Çok korktuğumu hissettim. Korkudan titredim. Bölerim dediyse bölerdi. Duygusuz ve korkusuzdu. Hiçbirşey hissetmiyordu. Herşeyi bekliyordum ondan. Ve evet altıma kaçırdım.

"Tanrım bebek misin sen? Bu altına kaçırmakta ne?" dedi. Beni anlamasını ve acımasını umarak konuştum.

"Senden korkuyorum. Tutamadığım için değil."

Pislik kahkahası kulaklarımda yankılandı.

"Senin altını temizlemeyeceğim gidip yeni giysiler giyin. Ve eğer tek geceliğimin yanında bir bok yaparsan seni öldürürüm. Kuzenim diyeceğim."

Kuzen mi? Ah doğru aslında. Onu alıp evime getirdim. Para karşılığında ona işkence ediyorum. Hatta yakında becerip öldürücem. Diyemezdi değil mi? Hiçbir şey söylemeden yukarı çıkıp iç çamaşırımı ve altımı değiştirdim. Utanmadım mı derseniz hayır tabiki. Bu çocuk benim için utanılcak kadar önemli değil hatta önemlinin ö sünün noktası kadar bile değil.

Son bir haftadır başımdan gelenleri gözden geçirdim. Sadece ekmek almak istemiştim aslında ya. Kötü birşey yapmadım. Bunları da haketmedim. Hepsi o sürtük annemin işleriydi. O olmasaydı ben bu halde olmazdım. Normal bir şekilde evde rahat ve huzurlu olurdum. Okuluma gider gelirdim. Evet tabiki okula gidiyorum. Hiç arkadaşım yok demiştim ama zaten oraya meslek sahibi olmak için gidiyorum. Okulun sürtükleri Pamela, Anna, Samanta gibi sürtüklük yapıp erkeklerin altına yatmak için değil. O sürtükler sürekli beni ezse de takmamaya çalışıyordum. Lakabım "Bakire sürtük". Tabi sadece onlar kullanıyor. Bakire olup nasıl sürtük olunuyor biri açıklayabilir mi? Kapı çarpma sesiyle kendime geldim.

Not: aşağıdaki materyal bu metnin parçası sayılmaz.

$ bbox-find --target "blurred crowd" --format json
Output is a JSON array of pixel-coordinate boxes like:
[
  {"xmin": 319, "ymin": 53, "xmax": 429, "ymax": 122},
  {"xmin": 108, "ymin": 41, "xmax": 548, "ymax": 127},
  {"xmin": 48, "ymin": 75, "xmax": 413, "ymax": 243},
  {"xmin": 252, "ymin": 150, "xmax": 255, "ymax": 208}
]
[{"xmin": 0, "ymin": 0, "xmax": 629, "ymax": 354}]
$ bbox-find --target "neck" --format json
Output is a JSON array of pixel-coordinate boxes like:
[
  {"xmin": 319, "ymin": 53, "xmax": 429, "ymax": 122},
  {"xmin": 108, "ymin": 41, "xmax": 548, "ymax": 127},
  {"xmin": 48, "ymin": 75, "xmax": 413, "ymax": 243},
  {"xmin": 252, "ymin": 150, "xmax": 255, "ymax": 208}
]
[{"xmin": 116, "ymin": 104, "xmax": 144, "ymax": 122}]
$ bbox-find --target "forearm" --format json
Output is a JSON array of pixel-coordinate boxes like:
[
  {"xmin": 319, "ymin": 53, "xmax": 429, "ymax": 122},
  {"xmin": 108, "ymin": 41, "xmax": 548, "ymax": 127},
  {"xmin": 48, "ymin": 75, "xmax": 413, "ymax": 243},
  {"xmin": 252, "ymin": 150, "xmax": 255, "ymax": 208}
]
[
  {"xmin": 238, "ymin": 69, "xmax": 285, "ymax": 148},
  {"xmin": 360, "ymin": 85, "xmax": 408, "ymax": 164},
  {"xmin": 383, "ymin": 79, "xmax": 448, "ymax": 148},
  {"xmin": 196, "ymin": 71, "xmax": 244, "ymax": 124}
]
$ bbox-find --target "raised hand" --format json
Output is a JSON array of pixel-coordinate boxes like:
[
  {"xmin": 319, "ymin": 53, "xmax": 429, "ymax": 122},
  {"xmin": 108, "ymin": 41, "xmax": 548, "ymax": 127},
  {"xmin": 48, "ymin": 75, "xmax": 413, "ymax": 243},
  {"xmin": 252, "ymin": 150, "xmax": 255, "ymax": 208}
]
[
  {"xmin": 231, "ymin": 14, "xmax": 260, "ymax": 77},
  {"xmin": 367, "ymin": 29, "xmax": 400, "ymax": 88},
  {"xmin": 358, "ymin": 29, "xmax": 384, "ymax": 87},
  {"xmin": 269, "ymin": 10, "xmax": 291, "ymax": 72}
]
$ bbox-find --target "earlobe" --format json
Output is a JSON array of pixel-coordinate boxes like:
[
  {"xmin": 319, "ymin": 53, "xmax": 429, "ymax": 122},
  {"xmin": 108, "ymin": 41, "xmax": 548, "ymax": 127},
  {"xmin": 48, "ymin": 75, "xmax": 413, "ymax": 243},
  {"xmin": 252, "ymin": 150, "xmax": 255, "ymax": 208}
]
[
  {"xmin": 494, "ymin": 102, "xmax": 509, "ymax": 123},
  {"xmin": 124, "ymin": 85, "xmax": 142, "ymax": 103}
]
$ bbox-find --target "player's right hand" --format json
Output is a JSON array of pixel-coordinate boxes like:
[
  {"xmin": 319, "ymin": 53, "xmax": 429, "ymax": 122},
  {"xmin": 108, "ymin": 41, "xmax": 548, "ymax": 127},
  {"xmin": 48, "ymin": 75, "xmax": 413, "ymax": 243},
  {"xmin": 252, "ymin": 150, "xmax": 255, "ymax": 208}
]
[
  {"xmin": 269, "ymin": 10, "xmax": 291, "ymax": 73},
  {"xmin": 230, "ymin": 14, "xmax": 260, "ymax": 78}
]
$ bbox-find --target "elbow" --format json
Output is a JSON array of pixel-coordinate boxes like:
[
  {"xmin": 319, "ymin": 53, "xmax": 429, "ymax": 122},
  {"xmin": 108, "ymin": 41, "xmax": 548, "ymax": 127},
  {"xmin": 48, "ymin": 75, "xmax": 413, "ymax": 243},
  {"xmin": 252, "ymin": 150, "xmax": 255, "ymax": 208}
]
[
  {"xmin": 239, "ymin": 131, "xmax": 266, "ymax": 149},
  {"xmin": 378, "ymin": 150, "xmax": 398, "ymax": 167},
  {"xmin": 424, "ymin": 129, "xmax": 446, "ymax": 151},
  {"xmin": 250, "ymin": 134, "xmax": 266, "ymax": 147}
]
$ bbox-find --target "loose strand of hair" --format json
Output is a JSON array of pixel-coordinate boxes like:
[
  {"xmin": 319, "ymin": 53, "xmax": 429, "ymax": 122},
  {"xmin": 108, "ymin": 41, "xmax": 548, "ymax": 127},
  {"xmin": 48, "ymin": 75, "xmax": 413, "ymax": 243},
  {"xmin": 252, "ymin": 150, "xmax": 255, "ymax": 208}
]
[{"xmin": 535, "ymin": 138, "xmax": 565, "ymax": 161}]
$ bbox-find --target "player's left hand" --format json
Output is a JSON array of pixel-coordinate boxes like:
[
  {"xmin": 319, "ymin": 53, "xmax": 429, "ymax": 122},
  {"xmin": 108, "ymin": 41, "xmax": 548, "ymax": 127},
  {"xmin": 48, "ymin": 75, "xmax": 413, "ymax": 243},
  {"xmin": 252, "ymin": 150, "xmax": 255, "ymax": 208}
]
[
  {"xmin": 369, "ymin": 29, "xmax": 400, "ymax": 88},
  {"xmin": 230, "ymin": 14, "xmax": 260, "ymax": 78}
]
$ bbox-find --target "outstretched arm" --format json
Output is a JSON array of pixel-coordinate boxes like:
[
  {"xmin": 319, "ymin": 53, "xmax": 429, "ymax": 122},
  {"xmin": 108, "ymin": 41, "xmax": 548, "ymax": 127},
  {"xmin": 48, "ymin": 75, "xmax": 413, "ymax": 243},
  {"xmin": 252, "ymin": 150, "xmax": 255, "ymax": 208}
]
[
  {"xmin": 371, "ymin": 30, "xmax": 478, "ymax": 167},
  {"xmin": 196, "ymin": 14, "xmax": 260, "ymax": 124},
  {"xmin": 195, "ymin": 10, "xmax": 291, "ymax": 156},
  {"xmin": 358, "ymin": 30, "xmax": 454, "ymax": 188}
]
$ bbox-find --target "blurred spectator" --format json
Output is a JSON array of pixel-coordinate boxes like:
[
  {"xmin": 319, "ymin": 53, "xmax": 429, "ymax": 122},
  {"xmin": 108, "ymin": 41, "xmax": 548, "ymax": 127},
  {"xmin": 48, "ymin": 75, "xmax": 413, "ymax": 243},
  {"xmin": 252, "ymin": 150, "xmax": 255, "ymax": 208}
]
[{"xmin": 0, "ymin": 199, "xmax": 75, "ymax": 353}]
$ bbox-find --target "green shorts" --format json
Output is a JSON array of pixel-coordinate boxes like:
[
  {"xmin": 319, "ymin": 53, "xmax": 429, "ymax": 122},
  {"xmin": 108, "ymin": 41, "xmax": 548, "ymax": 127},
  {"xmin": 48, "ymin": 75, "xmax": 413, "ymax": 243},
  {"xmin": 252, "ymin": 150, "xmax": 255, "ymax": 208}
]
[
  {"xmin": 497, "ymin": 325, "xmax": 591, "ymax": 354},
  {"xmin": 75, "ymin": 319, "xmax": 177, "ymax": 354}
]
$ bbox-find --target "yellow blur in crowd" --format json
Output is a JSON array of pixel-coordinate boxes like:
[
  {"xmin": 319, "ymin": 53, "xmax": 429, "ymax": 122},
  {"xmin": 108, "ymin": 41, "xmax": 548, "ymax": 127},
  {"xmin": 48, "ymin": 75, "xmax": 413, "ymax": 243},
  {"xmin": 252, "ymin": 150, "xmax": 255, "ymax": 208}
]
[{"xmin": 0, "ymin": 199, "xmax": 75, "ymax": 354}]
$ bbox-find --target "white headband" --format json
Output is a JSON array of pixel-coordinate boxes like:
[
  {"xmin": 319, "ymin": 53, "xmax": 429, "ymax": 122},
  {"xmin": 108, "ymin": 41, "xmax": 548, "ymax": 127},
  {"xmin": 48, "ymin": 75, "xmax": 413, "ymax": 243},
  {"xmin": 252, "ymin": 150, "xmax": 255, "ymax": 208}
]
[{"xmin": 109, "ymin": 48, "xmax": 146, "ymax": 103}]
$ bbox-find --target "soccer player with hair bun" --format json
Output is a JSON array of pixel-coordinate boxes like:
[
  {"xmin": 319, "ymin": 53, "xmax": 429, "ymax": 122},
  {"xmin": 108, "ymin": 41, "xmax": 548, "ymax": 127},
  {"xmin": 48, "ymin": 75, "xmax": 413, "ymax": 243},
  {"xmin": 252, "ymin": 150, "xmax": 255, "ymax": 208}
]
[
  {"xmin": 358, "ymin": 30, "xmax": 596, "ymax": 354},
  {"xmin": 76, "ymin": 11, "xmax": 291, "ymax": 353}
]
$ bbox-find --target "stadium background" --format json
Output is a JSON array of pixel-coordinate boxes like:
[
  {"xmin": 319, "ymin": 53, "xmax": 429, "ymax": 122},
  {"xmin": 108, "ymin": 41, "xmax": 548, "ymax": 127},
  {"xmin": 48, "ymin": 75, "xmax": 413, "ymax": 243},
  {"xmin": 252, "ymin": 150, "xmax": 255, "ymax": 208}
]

Bu ses aşağıdan gelmişti. Sanırım tek gecelik diye adlandırdığı kız gelmişti. Ben bunun pek kızlarla işi olacağını sanmıyorum büyük bir kadınla bile şey yapar bu ıyyy herneyse....

Kapının açılmasıyla Justin içeri daldı. Ona ne var bakışımı attım.

"Hemen kalk aşağı in kuzeniyim iyi eğlenceler de sonra defolup odana gel seni bu gece rahat bırakacağım."

Rahat ve huzurlu kalabilmenin heyecanıyla hemen aşağı koştum.

"Meraba." dedim şirin ve sevecan bir tavırla. Kıza baktığımda soğukkanlıydı bana baktı "Selam." Dedi.

Ah sürtüklerden ne beklersin ki diye düşündüm. Justin o sırada merdivenlerden iniyordu. Elimi çabuk tutup "Ben kuzeniyim tanıştığıma memnun oldum size iyi eğlenceler." Diyip hızlıca yukarı çıktım.

Bir hafta boyunca düzgün bir uyku uyuyamamıştım. Artık zamanı gelmişti. Huzurluca yatağa attım kendimi.

Kapıdan içeri sertçe giren Bieber huzurumu bozmuştu. Bi anda kollarımı yatağa bağladı. Ayaklarımı da aynı şekilde. Bileklerim çok acıyordu. Sebebi demirle bağlamış olmasıydı. Sanki bıçak sokup sokup çıkarıyorlar gibi acıyordu. Bilerek sıkı bağlamıştı. Ben bu şekilde nasıl uyuyacağım? Ona anlamsızca baktım. Hani beni rahat bırakıcaktı? Ama sonuçta piçlere asla güvenmemeliyiz. Bende güvenmemeliydim.

"Seni rahatça bırakacağımı mı sanmıştın? Ah Tanrım ne kadar zeki ve güçlü gözüksende aptalın tekisin. Saf ve güçsüz. Seni asla rahat bırakmayacağım. Bileğindeki acıyla iyi uykular."